XML files can also be cumbersome to author without a specialized editor, again due to the explicit nature of XML. This not a concern when small changes need to be made - for example, to change the resolution for a game in it's config.xml. But authoring can be an extremely tedious process when large chunks of XML need to be added, or when a document is created from scratch. This problem is compounded by the fact that XML documents should be well-formed, and in many cases valid; and small mistakes can render a document unacceptable to parsers due to well-formedness or validity issues. This issue can make XML documents 'read-only' for humans.

XML Security


XML is becoming increasingly common, and therefore security issues are also having an increased importance. Given that XML is frequently used in e-commerce, businesses need ways to ensure that stored data is secure, and prevent unauthorized access. This is especially important due to the textual nature of XML - a simple text editor can be used to view the contents and extract sensitive data.

A number of security-related technologies have emerged, one of the most important ones being XACML - the eXtensible Access Control Markup Language. XACML allows for controlling access to information via rules and policies. Other significant initiatives are XML signature and XML encryption. 

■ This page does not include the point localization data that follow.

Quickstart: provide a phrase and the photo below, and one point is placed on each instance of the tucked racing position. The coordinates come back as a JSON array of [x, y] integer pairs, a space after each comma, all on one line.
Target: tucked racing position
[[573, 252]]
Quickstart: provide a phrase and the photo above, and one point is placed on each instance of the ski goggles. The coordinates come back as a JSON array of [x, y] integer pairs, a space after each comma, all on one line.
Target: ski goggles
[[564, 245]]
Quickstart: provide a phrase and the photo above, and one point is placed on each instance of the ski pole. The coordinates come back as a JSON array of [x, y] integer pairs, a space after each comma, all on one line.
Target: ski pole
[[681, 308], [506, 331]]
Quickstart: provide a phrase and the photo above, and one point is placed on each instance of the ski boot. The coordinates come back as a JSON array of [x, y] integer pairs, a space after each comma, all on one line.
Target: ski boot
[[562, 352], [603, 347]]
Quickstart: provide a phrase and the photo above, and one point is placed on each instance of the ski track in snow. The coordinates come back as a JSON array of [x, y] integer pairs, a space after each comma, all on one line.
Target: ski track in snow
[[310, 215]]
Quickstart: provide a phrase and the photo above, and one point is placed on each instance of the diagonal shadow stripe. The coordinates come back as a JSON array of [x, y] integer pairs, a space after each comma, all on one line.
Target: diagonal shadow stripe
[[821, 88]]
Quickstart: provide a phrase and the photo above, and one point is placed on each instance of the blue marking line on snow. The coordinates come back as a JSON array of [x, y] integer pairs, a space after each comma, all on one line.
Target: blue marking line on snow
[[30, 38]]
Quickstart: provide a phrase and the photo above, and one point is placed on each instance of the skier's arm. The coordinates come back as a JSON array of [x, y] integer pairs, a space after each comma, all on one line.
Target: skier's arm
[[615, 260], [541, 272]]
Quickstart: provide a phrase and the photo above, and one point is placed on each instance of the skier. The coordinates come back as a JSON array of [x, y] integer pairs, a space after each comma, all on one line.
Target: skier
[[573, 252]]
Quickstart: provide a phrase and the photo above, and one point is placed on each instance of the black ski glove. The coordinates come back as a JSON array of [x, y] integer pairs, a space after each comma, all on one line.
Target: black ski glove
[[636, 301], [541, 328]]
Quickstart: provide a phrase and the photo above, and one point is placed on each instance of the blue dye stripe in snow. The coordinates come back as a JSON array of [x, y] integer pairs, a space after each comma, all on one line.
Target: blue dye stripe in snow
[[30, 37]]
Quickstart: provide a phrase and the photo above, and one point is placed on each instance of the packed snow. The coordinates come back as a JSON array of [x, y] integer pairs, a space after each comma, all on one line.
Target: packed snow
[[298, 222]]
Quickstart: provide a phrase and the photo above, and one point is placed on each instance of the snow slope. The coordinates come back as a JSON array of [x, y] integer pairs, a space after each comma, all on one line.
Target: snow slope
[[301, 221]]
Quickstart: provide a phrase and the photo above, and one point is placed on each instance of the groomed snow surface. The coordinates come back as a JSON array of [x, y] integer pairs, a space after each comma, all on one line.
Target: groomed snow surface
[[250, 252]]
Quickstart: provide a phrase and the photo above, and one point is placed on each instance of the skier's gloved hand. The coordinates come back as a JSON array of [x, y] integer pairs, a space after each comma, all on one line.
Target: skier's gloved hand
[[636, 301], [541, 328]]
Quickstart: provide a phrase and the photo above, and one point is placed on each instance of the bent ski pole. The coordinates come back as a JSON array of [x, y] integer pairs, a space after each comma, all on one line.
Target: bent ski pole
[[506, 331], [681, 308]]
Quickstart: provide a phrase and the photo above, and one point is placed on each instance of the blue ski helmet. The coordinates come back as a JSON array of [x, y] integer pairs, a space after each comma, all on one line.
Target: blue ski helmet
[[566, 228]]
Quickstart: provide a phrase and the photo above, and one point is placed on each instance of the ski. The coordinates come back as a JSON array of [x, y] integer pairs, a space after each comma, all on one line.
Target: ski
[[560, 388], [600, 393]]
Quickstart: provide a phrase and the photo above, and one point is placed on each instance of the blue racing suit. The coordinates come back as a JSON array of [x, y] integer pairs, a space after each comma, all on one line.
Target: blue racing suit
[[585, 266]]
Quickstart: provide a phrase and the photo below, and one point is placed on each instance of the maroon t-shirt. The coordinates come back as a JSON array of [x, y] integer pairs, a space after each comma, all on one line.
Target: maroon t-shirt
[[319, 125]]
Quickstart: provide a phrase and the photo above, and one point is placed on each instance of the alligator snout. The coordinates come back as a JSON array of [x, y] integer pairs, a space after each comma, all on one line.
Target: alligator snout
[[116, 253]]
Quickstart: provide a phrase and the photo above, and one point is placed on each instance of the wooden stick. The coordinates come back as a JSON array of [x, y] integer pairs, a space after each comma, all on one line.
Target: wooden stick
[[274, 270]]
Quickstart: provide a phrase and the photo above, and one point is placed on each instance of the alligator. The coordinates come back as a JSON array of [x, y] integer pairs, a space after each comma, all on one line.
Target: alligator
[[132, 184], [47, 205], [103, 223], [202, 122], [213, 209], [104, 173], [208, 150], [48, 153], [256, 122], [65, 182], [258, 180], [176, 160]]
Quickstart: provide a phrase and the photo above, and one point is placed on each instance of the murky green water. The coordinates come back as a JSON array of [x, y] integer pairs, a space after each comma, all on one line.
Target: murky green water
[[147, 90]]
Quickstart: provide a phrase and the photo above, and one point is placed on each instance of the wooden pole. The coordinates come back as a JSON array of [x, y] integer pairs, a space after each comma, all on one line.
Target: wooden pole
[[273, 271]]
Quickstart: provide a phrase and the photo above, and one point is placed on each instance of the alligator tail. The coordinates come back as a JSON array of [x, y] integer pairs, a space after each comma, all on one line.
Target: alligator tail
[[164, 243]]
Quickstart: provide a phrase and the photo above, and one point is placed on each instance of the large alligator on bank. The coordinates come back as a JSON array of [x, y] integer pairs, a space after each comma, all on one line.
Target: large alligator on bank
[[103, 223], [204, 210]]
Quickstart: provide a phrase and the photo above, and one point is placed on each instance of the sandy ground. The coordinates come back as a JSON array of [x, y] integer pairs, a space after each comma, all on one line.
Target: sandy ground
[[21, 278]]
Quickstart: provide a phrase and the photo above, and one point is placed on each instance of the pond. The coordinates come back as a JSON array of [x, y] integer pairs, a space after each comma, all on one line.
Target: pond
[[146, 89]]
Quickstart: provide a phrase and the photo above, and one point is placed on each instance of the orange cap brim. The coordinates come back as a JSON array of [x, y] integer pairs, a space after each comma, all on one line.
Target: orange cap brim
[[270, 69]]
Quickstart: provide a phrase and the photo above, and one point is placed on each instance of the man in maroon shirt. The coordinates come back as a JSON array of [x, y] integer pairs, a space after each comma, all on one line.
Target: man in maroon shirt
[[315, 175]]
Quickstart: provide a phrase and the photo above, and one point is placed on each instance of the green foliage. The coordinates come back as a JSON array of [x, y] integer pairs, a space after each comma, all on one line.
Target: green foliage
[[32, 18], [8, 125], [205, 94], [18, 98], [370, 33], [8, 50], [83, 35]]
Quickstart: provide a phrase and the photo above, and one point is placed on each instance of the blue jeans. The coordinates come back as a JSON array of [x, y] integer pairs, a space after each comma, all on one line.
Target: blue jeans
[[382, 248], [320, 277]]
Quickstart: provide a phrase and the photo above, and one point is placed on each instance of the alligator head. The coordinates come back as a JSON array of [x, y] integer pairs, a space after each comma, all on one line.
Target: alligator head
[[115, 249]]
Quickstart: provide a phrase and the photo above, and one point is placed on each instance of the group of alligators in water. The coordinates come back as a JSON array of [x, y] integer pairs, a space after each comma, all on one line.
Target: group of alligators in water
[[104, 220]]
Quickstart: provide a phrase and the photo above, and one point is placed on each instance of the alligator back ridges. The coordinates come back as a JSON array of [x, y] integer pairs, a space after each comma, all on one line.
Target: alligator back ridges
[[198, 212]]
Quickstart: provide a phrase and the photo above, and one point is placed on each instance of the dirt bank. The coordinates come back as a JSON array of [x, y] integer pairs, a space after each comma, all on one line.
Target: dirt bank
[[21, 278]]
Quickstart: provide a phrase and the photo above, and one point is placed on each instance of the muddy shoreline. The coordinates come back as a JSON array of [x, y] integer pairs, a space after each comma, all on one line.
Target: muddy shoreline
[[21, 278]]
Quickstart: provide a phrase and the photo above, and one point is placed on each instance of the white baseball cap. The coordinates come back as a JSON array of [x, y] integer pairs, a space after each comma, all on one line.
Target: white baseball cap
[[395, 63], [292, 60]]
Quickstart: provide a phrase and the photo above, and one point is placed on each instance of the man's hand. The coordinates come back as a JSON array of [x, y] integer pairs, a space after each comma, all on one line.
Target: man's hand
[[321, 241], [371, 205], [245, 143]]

The concept of digital signatures is not new, and mature standards have been in place for quite some time. But existing technologies only allow signing individual files. Given the hierarchical nature of XML, more granularity is highly desirable - in other words, the ability to sign portions of an XML document. This is the role fulfilled by XML signature. The high-level algorithm is quite simple - the element to be signed is hashed, the hash being stored inside a DigestValue element. Another digest ( usually a hash ) is produced from this element and is cryptographically signed. The XML signature is then inserted in the signature element. 

XML encryption operates on similar principles to XML signatures - it allows the encryption of XML documents with a high granularity, enabling the encryption of portions of a document. An additional advantage is that different encryption keys and algorithms can be used for each encrypted portion, allowing precise control over who can use which portions of the document. 

XML encryption is especially important in a business environment. For example, a delivery company might define an XML document type which contains one element which contains information about the client, and billing information, and one element containing information about the contents of the delivered package. The driver will have the key for viewing the client information, while the client might be sent via email the key for him to be able to view information about the content and check if anything is missing.